After crossing Chautauqua Lake, I-86 merges into an older section of freeway at exit 10 near Bemus Point; this freeway is now NY 954J northwest of the newer extension. NY 954J runs into NY 430, which (along with NY 394) carried NY 17 to Westfield before the 1980s extension. From Bemus Point to Jamestown (exit 12), I-86 parallels the old NY 17 (now NY 430) along the northeast shore of Chautauqua Lake. The Erie Railroad extension to Chicago (built as the Atlantic and Great Western Railroad) comes into Jamestown from the southwest and parallels I-86 to its junction with the Erie's original main line to Dunkirk at Salamanca.

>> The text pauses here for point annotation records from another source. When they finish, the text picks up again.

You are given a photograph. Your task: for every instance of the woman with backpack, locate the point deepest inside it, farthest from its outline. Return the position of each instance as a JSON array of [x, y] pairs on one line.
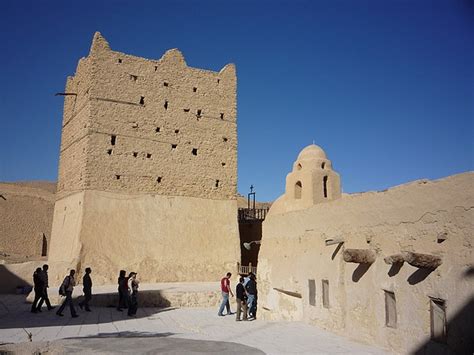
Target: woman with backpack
[[66, 290]]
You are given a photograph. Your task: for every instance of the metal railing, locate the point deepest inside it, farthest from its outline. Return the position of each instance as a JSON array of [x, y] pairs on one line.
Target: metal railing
[[252, 214], [246, 269]]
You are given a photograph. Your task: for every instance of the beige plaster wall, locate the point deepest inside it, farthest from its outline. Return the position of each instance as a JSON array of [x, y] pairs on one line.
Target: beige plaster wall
[[404, 218], [26, 211], [163, 238]]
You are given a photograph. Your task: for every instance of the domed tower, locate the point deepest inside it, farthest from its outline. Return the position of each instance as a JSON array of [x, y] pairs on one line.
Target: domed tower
[[312, 181]]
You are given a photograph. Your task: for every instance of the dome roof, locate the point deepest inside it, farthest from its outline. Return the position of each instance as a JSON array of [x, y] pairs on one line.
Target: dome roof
[[312, 152]]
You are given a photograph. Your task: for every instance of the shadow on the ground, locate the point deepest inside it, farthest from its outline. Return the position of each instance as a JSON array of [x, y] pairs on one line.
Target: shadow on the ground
[[18, 314], [126, 334], [133, 345]]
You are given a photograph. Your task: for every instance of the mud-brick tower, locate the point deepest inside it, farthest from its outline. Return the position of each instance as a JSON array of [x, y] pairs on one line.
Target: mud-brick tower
[[148, 169]]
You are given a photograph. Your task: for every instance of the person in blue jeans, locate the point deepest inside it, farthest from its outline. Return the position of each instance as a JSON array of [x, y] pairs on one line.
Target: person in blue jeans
[[251, 290], [225, 289]]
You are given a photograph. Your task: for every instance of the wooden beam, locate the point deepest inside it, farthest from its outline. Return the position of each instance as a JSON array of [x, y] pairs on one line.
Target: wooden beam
[[359, 256], [289, 293], [426, 261], [331, 241], [394, 259]]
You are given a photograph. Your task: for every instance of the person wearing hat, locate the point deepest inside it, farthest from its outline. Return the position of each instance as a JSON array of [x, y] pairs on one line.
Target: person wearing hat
[[87, 289], [132, 283]]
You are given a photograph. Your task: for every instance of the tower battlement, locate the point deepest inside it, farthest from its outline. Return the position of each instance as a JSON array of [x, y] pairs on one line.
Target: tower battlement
[[139, 125]]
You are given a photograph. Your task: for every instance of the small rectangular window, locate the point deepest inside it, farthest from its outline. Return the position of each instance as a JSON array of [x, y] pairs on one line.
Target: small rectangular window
[[325, 293], [390, 309], [312, 292], [438, 319]]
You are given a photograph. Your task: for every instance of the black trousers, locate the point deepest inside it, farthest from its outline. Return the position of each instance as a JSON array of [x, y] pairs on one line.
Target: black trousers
[[45, 299], [67, 301], [122, 300], [133, 304], [87, 298], [38, 295]]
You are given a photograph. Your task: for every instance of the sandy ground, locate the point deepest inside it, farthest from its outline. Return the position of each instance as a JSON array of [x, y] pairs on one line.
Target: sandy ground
[[160, 330]]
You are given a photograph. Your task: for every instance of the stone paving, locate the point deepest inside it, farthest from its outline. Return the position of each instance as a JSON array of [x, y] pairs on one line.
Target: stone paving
[[163, 330]]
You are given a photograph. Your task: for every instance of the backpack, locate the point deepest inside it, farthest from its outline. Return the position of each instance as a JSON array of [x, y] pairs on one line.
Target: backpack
[[62, 288]]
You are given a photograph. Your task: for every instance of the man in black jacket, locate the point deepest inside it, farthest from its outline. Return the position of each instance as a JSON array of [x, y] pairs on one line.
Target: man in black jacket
[[87, 289], [251, 289], [44, 296], [241, 299], [38, 286]]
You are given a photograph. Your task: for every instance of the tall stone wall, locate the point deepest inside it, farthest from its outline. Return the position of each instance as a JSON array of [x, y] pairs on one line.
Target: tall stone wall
[[148, 170], [155, 126], [434, 218]]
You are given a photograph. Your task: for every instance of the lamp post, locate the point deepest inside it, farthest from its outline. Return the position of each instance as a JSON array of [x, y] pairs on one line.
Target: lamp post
[[248, 245]]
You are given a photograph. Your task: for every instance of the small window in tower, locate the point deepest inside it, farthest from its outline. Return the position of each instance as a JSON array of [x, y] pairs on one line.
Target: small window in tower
[[390, 309], [326, 293], [438, 319], [312, 292], [298, 188], [325, 186]]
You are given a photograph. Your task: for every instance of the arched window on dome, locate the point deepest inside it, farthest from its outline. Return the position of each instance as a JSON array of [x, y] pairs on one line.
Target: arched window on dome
[[298, 188], [325, 186]]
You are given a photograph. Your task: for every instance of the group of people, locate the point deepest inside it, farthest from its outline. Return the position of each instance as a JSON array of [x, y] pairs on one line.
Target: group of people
[[127, 289], [128, 292], [41, 285], [245, 294]]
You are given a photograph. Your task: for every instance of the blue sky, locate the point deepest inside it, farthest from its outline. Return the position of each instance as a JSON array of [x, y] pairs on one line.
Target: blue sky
[[386, 88]]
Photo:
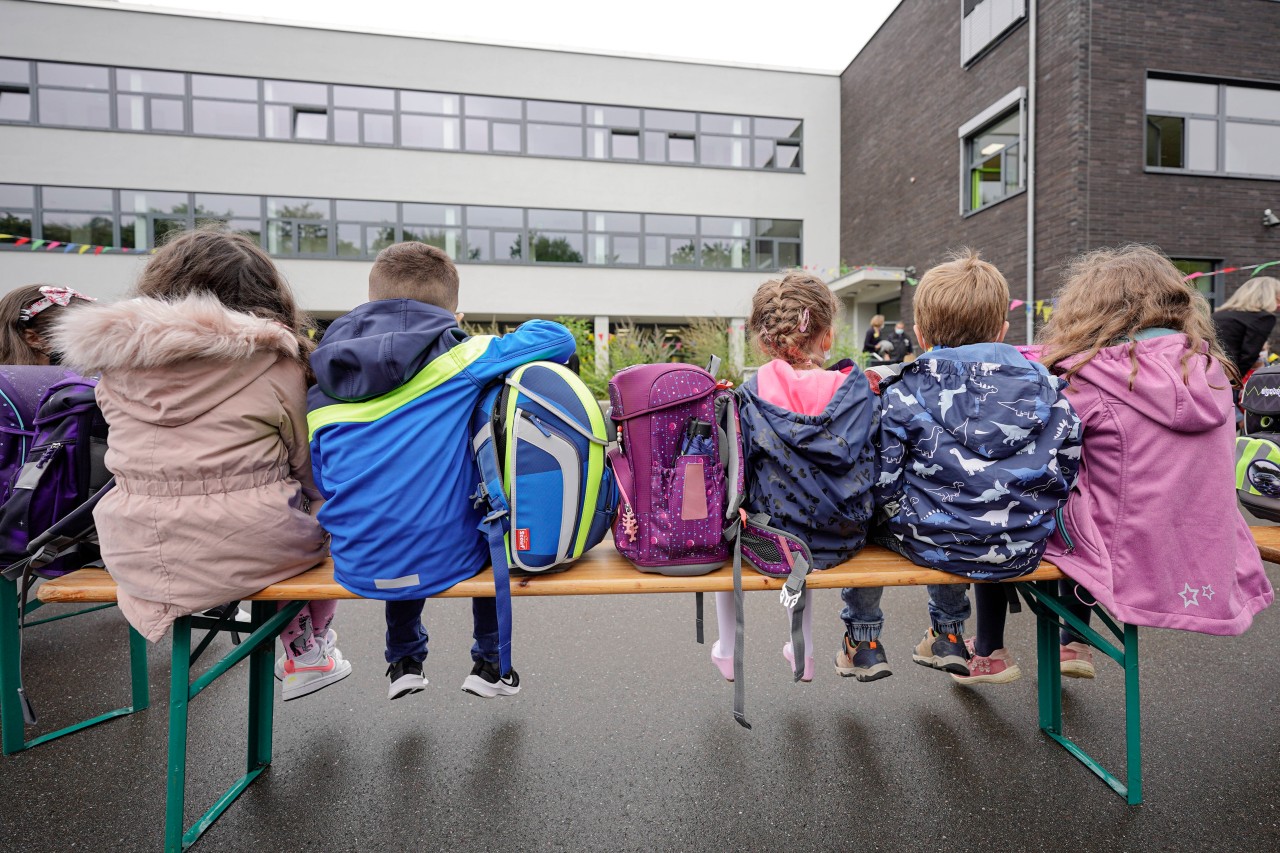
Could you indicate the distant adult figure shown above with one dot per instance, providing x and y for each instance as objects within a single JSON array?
[
  {"x": 1246, "y": 320},
  {"x": 901, "y": 343},
  {"x": 873, "y": 336}
]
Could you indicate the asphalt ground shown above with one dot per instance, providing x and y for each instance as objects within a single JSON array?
[{"x": 622, "y": 739}]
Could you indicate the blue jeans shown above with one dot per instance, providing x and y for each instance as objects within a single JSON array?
[{"x": 406, "y": 635}]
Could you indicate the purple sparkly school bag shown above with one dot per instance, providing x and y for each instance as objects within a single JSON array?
[{"x": 675, "y": 507}]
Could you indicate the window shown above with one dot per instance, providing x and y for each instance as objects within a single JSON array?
[
  {"x": 991, "y": 154},
  {"x": 1212, "y": 127},
  {"x": 984, "y": 22}
]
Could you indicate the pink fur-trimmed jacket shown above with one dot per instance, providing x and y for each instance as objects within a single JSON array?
[
  {"x": 214, "y": 496},
  {"x": 1152, "y": 529}
]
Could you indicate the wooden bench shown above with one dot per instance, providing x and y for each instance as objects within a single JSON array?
[{"x": 602, "y": 571}]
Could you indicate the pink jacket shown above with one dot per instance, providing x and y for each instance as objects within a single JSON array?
[
  {"x": 1152, "y": 529},
  {"x": 214, "y": 496}
]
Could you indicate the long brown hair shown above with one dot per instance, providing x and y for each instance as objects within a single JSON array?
[
  {"x": 1114, "y": 293},
  {"x": 14, "y": 347},
  {"x": 231, "y": 268}
]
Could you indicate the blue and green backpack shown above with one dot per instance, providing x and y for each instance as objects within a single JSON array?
[{"x": 539, "y": 439}]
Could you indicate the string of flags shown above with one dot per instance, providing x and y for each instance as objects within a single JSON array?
[{"x": 78, "y": 249}]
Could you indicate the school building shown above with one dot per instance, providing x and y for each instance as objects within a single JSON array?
[
  {"x": 563, "y": 183},
  {"x": 1034, "y": 129}
]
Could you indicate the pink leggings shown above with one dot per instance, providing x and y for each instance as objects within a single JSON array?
[{"x": 311, "y": 623}]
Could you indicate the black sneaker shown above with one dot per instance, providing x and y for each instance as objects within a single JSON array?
[
  {"x": 406, "y": 675},
  {"x": 864, "y": 661},
  {"x": 485, "y": 682}
]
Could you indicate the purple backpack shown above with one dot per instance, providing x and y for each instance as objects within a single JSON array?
[{"x": 675, "y": 505}]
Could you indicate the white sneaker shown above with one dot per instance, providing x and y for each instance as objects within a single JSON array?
[
  {"x": 311, "y": 671},
  {"x": 330, "y": 644}
]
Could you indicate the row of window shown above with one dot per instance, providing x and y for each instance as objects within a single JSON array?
[
  {"x": 360, "y": 229},
  {"x": 159, "y": 101},
  {"x": 1212, "y": 127}
]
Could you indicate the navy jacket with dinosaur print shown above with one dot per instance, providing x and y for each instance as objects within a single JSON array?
[{"x": 977, "y": 450}]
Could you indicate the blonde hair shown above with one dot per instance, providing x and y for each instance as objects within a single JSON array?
[
  {"x": 790, "y": 316},
  {"x": 964, "y": 300},
  {"x": 1258, "y": 293},
  {"x": 1114, "y": 293}
]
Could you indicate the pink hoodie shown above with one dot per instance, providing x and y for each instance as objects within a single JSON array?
[{"x": 1152, "y": 529}]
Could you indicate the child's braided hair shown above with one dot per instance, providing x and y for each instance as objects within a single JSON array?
[{"x": 790, "y": 316}]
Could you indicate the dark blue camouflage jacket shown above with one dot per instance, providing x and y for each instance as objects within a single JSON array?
[{"x": 977, "y": 450}]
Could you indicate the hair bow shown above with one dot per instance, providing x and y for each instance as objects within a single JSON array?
[{"x": 50, "y": 296}]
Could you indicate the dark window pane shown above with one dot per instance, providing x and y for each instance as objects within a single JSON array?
[
  {"x": 1165, "y": 141},
  {"x": 556, "y": 247},
  {"x": 291, "y": 92},
  {"x": 224, "y": 118},
  {"x": 666, "y": 224},
  {"x": 132, "y": 80},
  {"x": 725, "y": 151},
  {"x": 492, "y": 106},
  {"x": 228, "y": 206},
  {"x": 131, "y": 113},
  {"x": 368, "y": 210},
  {"x": 72, "y": 76},
  {"x": 429, "y": 103},
  {"x": 625, "y": 146},
  {"x": 506, "y": 137},
  {"x": 613, "y": 222},
  {"x": 14, "y": 106},
  {"x": 778, "y": 128},
  {"x": 309, "y": 124},
  {"x": 556, "y": 140},
  {"x": 777, "y": 228},
  {"x": 554, "y": 112},
  {"x": 556, "y": 219},
  {"x": 14, "y": 71},
  {"x": 432, "y": 214},
  {"x": 612, "y": 117},
  {"x": 730, "y": 124},
  {"x": 241, "y": 89},
  {"x": 346, "y": 127},
  {"x": 680, "y": 149},
  {"x": 429, "y": 132},
  {"x": 496, "y": 217},
  {"x": 378, "y": 128},
  {"x": 670, "y": 121},
  {"x": 76, "y": 199},
  {"x": 167, "y": 114},
  {"x": 17, "y": 195},
  {"x": 77, "y": 109},
  {"x": 380, "y": 99}
]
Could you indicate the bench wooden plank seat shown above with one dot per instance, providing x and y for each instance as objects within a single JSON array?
[{"x": 602, "y": 571}]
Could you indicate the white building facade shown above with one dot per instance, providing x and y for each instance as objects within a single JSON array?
[{"x": 563, "y": 183}]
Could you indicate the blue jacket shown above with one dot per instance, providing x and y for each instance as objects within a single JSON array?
[
  {"x": 813, "y": 474},
  {"x": 977, "y": 448},
  {"x": 391, "y": 442}
]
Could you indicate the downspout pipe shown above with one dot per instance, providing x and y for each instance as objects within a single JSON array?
[{"x": 1031, "y": 172}]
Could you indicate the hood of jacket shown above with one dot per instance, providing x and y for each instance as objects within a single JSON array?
[
  {"x": 988, "y": 397},
  {"x": 832, "y": 438},
  {"x": 380, "y": 346},
  {"x": 170, "y": 361},
  {"x": 1159, "y": 391}
]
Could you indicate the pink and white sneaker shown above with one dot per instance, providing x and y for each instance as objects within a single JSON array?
[
  {"x": 997, "y": 667},
  {"x": 787, "y": 652},
  {"x": 1077, "y": 661}
]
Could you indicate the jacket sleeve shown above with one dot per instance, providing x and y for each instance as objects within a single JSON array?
[{"x": 533, "y": 341}]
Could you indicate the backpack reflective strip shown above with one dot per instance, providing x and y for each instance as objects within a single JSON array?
[{"x": 430, "y": 377}]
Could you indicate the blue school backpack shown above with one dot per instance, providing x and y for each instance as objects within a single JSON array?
[{"x": 539, "y": 441}]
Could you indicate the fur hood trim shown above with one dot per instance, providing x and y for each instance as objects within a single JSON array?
[{"x": 142, "y": 333}]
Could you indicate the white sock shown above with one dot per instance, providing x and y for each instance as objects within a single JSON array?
[{"x": 726, "y": 621}]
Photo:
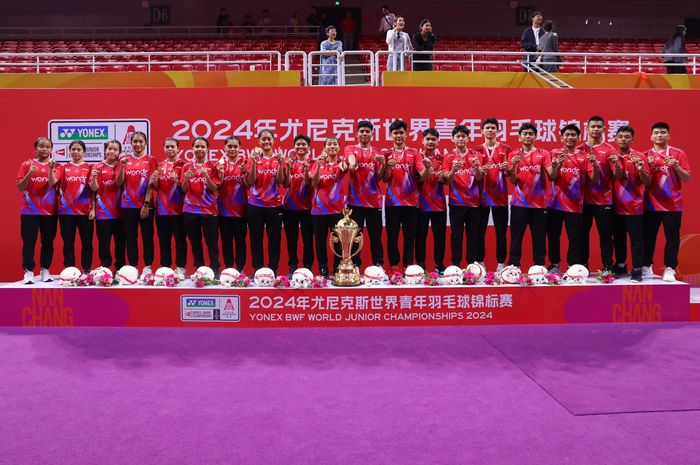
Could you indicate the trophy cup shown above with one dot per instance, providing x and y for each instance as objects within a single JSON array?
[{"x": 346, "y": 233}]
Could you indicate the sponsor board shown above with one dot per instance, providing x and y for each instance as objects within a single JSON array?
[
  {"x": 95, "y": 133},
  {"x": 210, "y": 308}
]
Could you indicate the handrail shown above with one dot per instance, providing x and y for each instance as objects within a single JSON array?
[
  {"x": 272, "y": 59},
  {"x": 234, "y": 31},
  {"x": 208, "y": 58},
  {"x": 361, "y": 65},
  {"x": 288, "y": 61},
  {"x": 337, "y": 65}
]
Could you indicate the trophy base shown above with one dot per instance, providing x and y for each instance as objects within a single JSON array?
[{"x": 346, "y": 278}]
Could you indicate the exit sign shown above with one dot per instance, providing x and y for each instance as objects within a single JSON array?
[{"x": 160, "y": 15}]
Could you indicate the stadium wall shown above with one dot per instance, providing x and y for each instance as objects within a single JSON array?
[
  {"x": 630, "y": 19},
  {"x": 321, "y": 112}
]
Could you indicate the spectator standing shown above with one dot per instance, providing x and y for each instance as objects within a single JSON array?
[
  {"x": 248, "y": 24},
  {"x": 387, "y": 22},
  {"x": 223, "y": 22},
  {"x": 530, "y": 39},
  {"x": 313, "y": 20},
  {"x": 424, "y": 41},
  {"x": 549, "y": 42},
  {"x": 265, "y": 22},
  {"x": 676, "y": 44},
  {"x": 398, "y": 41},
  {"x": 293, "y": 24},
  {"x": 329, "y": 60},
  {"x": 348, "y": 25}
]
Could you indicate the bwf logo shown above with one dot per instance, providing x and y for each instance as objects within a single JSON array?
[{"x": 82, "y": 132}]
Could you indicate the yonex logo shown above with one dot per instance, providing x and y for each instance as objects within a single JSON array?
[
  {"x": 82, "y": 132},
  {"x": 199, "y": 302},
  {"x": 570, "y": 171}
]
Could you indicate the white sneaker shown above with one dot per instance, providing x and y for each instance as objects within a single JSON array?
[
  {"x": 669, "y": 275},
  {"x": 146, "y": 271},
  {"x": 45, "y": 276}
]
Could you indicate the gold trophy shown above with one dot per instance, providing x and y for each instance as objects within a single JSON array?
[{"x": 346, "y": 232}]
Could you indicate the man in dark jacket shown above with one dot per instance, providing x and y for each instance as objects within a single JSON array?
[{"x": 530, "y": 40}]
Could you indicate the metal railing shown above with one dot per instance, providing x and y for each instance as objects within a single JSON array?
[
  {"x": 94, "y": 62},
  {"x": 366, "y": 62},
  {"x": 208, "y": 31},
  {"x": 371, "y": 65},
  {"x": 288, "y": 65},
  {"x": 474, "y": 60},
  {"x": 316, "y": 69}
]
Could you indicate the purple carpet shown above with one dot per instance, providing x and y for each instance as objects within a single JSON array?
[
  {"x": 612, "y": 369},
  {"x": 343, "y": 396}
]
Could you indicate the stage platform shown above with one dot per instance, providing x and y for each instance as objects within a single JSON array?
[{"x": 48, "y": 304}]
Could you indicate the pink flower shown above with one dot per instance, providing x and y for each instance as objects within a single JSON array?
[
  {"x": 492, "y": 279},
  {"x": 397, "y": 279},
  {"x": 605, "y": 277},
  {"x": 282, "y": 282},
  {"x": 241, "y": 281},
  {"x": 433, "y": 279},
  {"x": 469, "y": 278},
  {"x": 553, "y": 279}
]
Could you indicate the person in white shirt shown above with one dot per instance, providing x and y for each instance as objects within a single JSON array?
[
  {"x": 387, "y": 21},
  {"x": 398, "y": 41},
  {"x": 530, "y": 40}
]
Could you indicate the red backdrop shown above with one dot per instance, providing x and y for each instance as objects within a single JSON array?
[{"x": 321, "y": 112}]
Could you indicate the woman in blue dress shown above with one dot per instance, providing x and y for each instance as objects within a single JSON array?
[{"x": 329, "y": 61}]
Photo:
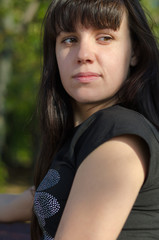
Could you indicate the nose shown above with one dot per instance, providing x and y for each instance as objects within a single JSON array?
[{"x": 85, "y": 53}]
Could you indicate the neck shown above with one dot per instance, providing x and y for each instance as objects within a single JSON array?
[{"x": 83, "y": 111}]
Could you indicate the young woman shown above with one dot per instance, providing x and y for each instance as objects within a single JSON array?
[{"x": 98, "y": 173}]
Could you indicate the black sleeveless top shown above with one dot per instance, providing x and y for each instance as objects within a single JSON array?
[{"x": 52, "y": 193}]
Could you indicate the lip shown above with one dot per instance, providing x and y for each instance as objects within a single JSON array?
[{"x": 86, "y": 77}]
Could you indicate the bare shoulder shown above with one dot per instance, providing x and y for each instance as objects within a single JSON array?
[{"x": 104, "y": 190}]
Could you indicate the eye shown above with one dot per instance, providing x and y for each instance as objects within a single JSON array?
[
  {"x": 105, "y": 38},
  {"x": 69, "y": 40}
]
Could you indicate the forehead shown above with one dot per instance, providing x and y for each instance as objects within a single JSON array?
[
  {"x": 89, "y": 13},
  {"x": 123, "y": 28}
]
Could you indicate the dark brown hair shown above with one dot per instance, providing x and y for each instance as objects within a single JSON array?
[{"x": 140, "y": 91}]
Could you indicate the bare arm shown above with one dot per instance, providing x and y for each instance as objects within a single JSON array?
[
  {"x": 16, "y": 207},
  {"x": 104, "y": 191}
]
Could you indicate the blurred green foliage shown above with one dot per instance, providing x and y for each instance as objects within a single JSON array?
[{"x": 20, "y": 45}]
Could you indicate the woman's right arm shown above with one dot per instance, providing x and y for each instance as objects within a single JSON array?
[{"x": 16, "y": 207}]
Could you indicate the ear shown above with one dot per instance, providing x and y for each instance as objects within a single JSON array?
[{"x": 134, "y": 59}]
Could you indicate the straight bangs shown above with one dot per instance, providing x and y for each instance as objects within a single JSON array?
[{"x": 64, "y": 15}]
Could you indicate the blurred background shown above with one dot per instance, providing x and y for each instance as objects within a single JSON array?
[{"x": 20, "y": 68}]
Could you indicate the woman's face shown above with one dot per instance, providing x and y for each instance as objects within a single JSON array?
[{"x": 93, "y": 63}]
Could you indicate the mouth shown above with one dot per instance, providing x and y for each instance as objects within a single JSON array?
[{"x": 86, "y": 77}]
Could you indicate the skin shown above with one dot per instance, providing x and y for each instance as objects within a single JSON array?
[
  {"x": 108, "y": 181},
  {"x": 93, "y": 64},
  {"x": 102, "y": 195}
]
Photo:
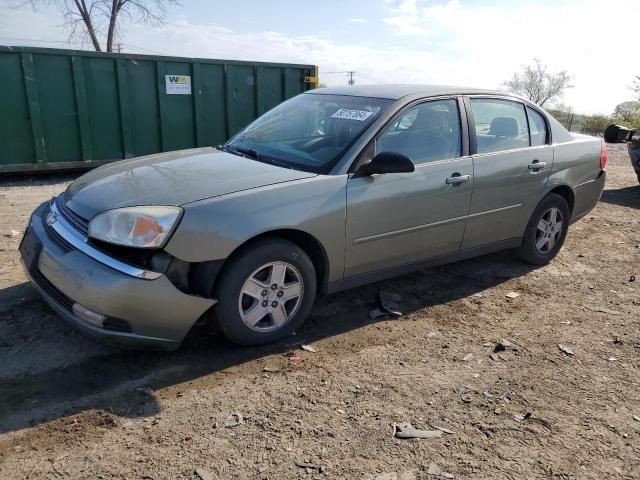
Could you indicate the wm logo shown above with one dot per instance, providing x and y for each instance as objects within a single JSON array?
[{"x": 178, "y": 79}]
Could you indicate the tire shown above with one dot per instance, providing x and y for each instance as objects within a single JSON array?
[
  {"x": 543, "y": 237},
  {"x": 248, "y": 316}
]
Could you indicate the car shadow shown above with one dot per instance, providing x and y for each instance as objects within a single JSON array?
[
  {"x": 122, "y": 381},
  {"x": 625, "y": 197}
]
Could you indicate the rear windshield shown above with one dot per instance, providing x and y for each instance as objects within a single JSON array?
[{"x": 309, "y": 132}]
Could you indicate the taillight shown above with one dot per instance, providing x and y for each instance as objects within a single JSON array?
[{"x": 603, "y": 155}]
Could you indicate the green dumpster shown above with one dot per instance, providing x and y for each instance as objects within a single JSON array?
[{"x": 70, "y": 109}]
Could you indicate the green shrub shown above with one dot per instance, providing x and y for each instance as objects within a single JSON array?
[{"x": 596, "y": 124}]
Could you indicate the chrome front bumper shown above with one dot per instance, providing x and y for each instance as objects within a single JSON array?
[{"x": 68, "y": 270}]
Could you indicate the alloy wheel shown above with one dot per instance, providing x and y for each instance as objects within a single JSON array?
[
  {"x": 549, "y": 230},
  {"x": 271, "y": 296}
]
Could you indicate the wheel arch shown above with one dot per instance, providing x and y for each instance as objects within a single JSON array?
[
  {"x": 206, "y": 274},
  {"x": 566, "y": 192}
]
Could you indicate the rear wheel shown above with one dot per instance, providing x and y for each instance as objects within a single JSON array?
[
  {"x": 546, "y": 231},
  {"x": 265, "y": 292}
]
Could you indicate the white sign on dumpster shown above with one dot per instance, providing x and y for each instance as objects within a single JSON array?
[{"x": 178, "y": 84}]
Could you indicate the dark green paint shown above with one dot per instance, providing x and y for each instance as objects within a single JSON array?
[{"x": 64, "y": 109}]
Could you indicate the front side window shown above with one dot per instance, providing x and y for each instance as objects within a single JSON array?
[
  {"x": 427, "y": 132},
  {"x": 537, "y": 127},
  {"x": 500, "y": 125},
  {"x": 309, "y": 132}
]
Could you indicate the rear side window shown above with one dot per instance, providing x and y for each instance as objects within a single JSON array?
[
  {"x": 500, "y": 125},
  {"x": 427, "y": 132},
  {"x": 537, "y": 127}
]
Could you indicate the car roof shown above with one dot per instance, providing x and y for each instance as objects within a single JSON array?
[{"x": 397, "y": 91}]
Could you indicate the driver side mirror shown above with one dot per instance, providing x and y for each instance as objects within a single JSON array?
[{"x": 386, "y": 162}]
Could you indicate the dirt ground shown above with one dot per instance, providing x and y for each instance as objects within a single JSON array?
[{"x": 72, "y": 408}]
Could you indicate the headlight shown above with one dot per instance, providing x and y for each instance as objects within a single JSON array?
[{"x": 142, "y": 227}]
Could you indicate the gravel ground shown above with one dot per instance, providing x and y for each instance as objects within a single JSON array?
[{"x": 72, "y": 408}]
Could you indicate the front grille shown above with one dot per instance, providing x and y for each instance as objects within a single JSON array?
[
  {"x": 51, "y": 289},
  {"x": 109, "y": 323},
  {"x": 70, "y": 216}
]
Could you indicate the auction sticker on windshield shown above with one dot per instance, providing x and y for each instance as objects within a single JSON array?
[{"x": 347, "y": 114}]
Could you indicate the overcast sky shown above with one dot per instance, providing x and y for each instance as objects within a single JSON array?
[{"x": 476, "y": 43}]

From Jamestown to Salamanca, the old NY 17 (now mostly NY 394), the new I-86 and the railroad run generally parallel through river valleys. The transportation routes run along the Chadakoin River, Conewango Creek and Little Conewango Creek to Steamburg (exit 17), cutting east to the Allegheny River at Coldspring there. The valley of the Allegheny takes the routes to Salamanca (exit 20), where the railroads merged, and beyond to Olean (exits 25 and 26). From Salamanca to Olean, the old NY 17 is now NY 417. At Olean, the Allegheny River and NY 417 (old NY 17) continue southeast, while I-86 and the Erie Railroad head northeast. NY 417 does not return to I-86 until exit 44 near Painted Post, and the Erie switches between the two alignments several times.

===Olean to Elmira===
I-86 and the old Erie line (now part of the Western New York and Pennsylvania Railroad) run northeast along the valleys of Olean Creek and Oil Creek to Cuba (exit 28). From Cuba to Friendship (exit 29), they run through a valley and over a summit, then following Van Campen Creek northeast to Belvidere (exit 30). At Belvidere, the Erie turns southeast to meet NY 417 at Wellsville, but I-86 continues northeast through the valleys of the Genesee River and Angelica Creek to Angelica (exit 31), and then east along Angelica Creek, over a summit that is the highest point on the Interstate, and along Karr Valley Creek to Almond (exit 33). This summit, at 2110 ft above sea level, is the highest point along I-86, located between exits 32 (West Almond) and 33 and marked with a sign.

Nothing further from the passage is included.